Cowboys and Aliens. Rated M (science fiction themes and violence). 118 minutes. Directed by Jon Favreau. Screenplay by Roberto Orci, Alex Kurtzman, Damon Lindelof, Mark Fergus and Hawk Ostby. Based on the graphic novel by Scott Mitchell Rosenberg.

It is 1873. When Jake Lonergan (Daniel Craig) regains consciousness in the desert, he discovers that he has a rather nasty wound on his side and a ripper of a bracelet on his wrist. “That must have been some wild, Wild West-themed office party!” he says. No he doesn’t. Sadly. He and his killer jewellery (pictured) easily account for group of murderin’, thievin’ marauders before he sets off to the town of Absolution where he finds Harrison Ford’s Colonel Woodrow Dolarhyde. Colonel Dolarhyde and his cronies are holding the town to ransom due to the fact that, as the colonel’s spoilt little brat of a son Percy (Paul Dano) informs us, his Pa is responsible for all the money that is spent in the near-bankrupt little town. And almost before you can say “Was Star Wars really that long ago?”, the aliens arrive (shortly before the Indians), and everyone tries to kill everyone before they get killed. “Where did we park the car?”

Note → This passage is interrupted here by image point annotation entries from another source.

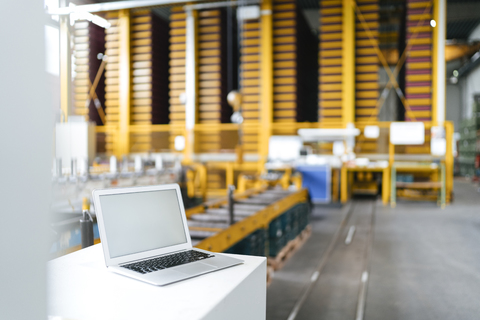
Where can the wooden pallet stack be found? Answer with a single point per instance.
(89, 41)
(418, 85)
(112, 102)
(250, 80)
(149, 56)
(294, 59)
(177, 70)
(366, 69)
(330, 62)
(212, 104)
(284, 62)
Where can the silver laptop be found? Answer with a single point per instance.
(145, 236)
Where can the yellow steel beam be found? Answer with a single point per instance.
(123, 146)
(449, 160)
(228, 237)
(434, 63)
(266, 60)
(348, 63)
(191, 85)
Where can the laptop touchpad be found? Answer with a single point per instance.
(194, 268)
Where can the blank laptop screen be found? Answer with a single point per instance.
(142, 221)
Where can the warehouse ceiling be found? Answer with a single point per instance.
(463, 16)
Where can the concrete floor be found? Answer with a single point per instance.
(422, 262)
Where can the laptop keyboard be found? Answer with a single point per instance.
(169, 261)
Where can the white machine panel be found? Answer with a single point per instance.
(407, 133)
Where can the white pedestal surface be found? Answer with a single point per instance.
(80, 287)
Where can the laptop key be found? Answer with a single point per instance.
(167, 261)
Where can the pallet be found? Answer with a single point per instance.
(289, 250)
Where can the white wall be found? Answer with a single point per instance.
(25, 141)
(475, 35)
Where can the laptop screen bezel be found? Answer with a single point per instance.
(109, 261)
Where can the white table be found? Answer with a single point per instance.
(80, 287)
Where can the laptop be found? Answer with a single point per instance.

Favreau (Iron Man, Iron Man 2) and cinematographer Matthew Libatique (Black Swan, the Iron Mans, Phone Booth) occasionally hit their marks, while Scott Chambliss’s (Salt, Star Trek) engaging production design delivers a particularly impressive upside down Showboat and a marvellous gold-mining spaceship. Mr Craig spends a good deal of time being Clint Eastwood to excellent effect, while Olivia Wilde (TRON: Legacy) is perfect as other-worldly Ella Swenson who might also have mistakenly stumbled onto the film set from a fashion shoot just over the hill. Mr Ford, when not looking extremely uncomfortable running about all over the place, gets a big rambling monologue moment that ends up being a compelling lesson in just how great an actor John Wayne was with this kind of material.

While it’s a vaguely better western than it is a science fiction adventure, Cowboys and Aliens is ultimately an utterly bizarre curiosity that manages to fail entirely by absolutely outstaying its welcome. And I can guarantee you won’t be the only one wondering “What on earth were they thinking?!”

This review was commissioned by the Geraldton Newspaper Group.